Inflation: If unaddressed, inflationary pressures could lead to serious repercussions on the long-term growth. The next few months will be critical to determine whether inflation pressures are receding or mounting.

External sector: Growing imbalances are a source of concern. These are clearly sustainable in the short-run. Though not a threat, persistent large external account deficits are clearly undesirable.

Debt: Another potentially serious threat is the re-emergence of rigidities in expenditures e.g. rising interest rates will raise debt servicing costs that may threaten the fiscal space created through reforms of yesteryears.

Tax revenue: The developments of last and current year suggest the momentum of growth in tax revenue may be significantly weakening.

While the 13.5 per cent growth in CBR tax revenues during July-March FY05 is acceptable by historical standards, the receipts have clearly not kept pace with economic growth. Tax buoyancy remained low. The tax GDP ratio is likely to drop for a second consecutive year. This is disturbing given that the tax-GDP ratio is already one of the lowest in the region.

Unfortunately, the required increase in developmental spending will not be possible unless the tax to GDP ratio can be stabilized at significantly higher levels.

Jobs: The growth policy needs to shift slightly from merely encouraging growth and focusing on improving delivery of basic services and targeted intervention towards the poor.

While the State Bank cautions the government against the emerging macro-economic trends, it has not lost its optimism. In the long run, says the quarterly SBP report, the rising investment in the machinery and inputs should be reflected in higher export earnings as well as import substitution. The State Bank’s optimism can draw support from the rising textile exports which touched $3 billion in first four months of new WTO quota-free regime. However, there is need for more emphasis on import susbtitution.

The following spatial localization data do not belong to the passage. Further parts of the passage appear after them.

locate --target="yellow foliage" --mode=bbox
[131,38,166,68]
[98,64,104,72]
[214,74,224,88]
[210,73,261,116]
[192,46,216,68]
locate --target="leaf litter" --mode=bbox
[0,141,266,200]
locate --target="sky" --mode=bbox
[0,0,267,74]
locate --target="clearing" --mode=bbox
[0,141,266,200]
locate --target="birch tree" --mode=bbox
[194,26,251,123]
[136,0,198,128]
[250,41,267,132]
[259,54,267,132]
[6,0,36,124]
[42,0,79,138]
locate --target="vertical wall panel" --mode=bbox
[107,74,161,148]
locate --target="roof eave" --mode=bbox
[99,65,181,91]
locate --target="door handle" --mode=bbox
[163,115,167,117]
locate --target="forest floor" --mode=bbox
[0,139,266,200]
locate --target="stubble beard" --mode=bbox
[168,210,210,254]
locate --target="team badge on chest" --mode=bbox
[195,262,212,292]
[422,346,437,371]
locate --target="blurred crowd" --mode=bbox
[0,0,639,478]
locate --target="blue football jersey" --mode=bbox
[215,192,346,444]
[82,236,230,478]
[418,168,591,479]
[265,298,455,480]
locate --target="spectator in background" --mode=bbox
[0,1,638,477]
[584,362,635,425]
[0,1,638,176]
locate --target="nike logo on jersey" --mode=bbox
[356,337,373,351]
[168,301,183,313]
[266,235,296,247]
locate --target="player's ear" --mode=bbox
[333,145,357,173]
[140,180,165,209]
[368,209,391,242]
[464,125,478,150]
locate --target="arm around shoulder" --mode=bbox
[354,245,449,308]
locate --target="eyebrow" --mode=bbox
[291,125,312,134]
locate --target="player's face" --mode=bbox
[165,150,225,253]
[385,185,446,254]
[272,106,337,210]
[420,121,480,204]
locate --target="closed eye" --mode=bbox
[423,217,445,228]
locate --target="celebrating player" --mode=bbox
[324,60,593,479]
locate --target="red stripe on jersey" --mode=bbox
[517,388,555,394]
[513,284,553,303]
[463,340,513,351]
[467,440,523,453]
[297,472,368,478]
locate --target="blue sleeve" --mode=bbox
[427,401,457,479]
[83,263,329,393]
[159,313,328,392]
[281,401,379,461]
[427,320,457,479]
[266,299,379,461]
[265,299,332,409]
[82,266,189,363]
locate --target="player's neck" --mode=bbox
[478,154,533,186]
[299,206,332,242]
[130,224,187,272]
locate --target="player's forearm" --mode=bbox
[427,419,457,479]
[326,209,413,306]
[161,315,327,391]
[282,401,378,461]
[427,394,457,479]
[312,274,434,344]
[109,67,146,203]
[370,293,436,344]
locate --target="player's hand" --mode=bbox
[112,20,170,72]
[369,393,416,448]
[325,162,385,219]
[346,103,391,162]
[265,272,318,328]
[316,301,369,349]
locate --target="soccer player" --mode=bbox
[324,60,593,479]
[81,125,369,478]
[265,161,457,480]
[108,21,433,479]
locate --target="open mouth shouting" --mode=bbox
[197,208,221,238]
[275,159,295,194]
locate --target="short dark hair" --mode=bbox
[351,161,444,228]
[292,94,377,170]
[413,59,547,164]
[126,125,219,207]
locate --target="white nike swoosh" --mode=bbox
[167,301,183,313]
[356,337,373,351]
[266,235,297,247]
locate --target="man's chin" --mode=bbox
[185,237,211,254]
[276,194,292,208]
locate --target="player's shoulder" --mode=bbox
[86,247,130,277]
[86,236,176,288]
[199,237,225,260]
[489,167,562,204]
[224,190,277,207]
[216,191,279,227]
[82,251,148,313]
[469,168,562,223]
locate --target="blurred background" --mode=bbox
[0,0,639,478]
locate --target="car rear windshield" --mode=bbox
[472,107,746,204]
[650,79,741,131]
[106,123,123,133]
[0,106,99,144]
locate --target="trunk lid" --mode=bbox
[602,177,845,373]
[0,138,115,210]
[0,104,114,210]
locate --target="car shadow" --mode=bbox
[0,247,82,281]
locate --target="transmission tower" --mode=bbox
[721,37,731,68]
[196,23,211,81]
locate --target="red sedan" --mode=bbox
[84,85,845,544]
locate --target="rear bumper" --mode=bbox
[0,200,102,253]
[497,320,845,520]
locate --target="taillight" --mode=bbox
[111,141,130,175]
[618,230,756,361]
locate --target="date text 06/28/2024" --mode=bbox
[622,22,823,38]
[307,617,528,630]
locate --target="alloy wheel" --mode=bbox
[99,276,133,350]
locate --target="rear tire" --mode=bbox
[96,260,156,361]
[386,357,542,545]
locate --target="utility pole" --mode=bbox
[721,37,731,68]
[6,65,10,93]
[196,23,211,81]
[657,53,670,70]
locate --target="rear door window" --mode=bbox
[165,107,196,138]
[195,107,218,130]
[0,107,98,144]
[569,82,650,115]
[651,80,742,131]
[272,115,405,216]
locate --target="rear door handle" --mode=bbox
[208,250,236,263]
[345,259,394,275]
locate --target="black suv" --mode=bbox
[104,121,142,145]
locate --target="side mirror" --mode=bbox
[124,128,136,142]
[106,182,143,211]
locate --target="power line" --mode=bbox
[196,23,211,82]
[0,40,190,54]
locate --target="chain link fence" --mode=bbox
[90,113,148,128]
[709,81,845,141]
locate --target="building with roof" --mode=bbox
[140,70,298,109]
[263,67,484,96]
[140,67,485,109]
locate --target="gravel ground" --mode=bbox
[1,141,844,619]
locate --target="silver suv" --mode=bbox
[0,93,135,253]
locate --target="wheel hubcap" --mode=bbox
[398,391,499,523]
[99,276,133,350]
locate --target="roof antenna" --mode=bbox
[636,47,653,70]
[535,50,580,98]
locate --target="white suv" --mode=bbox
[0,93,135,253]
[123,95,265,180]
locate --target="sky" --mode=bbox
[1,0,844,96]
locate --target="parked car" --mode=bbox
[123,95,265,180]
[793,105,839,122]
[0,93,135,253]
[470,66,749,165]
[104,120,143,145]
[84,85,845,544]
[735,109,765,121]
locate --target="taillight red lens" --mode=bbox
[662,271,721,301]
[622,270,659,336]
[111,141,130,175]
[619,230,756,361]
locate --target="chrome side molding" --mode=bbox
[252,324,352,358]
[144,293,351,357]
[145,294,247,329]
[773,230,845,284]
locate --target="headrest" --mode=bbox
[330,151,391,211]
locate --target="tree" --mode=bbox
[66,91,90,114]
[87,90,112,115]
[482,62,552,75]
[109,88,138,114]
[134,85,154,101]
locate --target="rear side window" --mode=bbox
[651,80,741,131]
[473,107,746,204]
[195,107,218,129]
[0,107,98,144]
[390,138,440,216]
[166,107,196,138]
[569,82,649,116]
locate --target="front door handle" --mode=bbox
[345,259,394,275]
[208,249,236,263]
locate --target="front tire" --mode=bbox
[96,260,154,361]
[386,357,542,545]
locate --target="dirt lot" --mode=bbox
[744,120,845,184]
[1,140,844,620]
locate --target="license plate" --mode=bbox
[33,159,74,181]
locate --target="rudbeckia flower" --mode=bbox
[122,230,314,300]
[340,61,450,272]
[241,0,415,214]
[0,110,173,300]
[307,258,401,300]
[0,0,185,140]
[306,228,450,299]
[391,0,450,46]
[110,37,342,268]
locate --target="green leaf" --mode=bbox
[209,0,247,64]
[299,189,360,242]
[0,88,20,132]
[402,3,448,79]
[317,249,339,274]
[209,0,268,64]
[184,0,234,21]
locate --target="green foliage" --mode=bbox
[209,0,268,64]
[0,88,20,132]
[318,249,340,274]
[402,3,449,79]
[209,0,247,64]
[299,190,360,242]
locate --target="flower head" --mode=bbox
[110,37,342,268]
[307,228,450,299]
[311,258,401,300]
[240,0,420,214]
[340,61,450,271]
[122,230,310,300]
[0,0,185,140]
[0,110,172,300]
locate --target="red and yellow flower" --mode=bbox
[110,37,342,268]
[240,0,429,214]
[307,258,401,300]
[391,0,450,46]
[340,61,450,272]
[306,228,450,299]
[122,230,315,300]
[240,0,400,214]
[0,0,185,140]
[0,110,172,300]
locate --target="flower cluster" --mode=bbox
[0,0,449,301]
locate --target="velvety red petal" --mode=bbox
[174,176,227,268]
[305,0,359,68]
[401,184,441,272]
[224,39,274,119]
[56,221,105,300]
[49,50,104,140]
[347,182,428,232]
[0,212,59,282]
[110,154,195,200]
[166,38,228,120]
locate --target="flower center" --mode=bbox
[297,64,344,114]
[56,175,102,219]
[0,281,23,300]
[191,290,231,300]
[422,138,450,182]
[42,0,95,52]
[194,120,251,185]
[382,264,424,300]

Unlike the preceding year, the State Bank says a high growth is expected to be shared by all major sectors of the economy. The growth in agriculture, industry and services is expected to exceed the targets. And the sharp improvement in the labour-intensive sectors is suggestive of an improvement in the pattern and the quality of growth leading to employment generation and poverty reduction.

A high economic growth has been primarily propelled by a robust external sector particularly nearly S4 billion remittances that include reverse flight of capital after 9/11. In a way, though not under rating national efforts, the growth has some artificial features. It is time to adjust policies to lay a more solid foundation of the economy on the basis of self-reliance.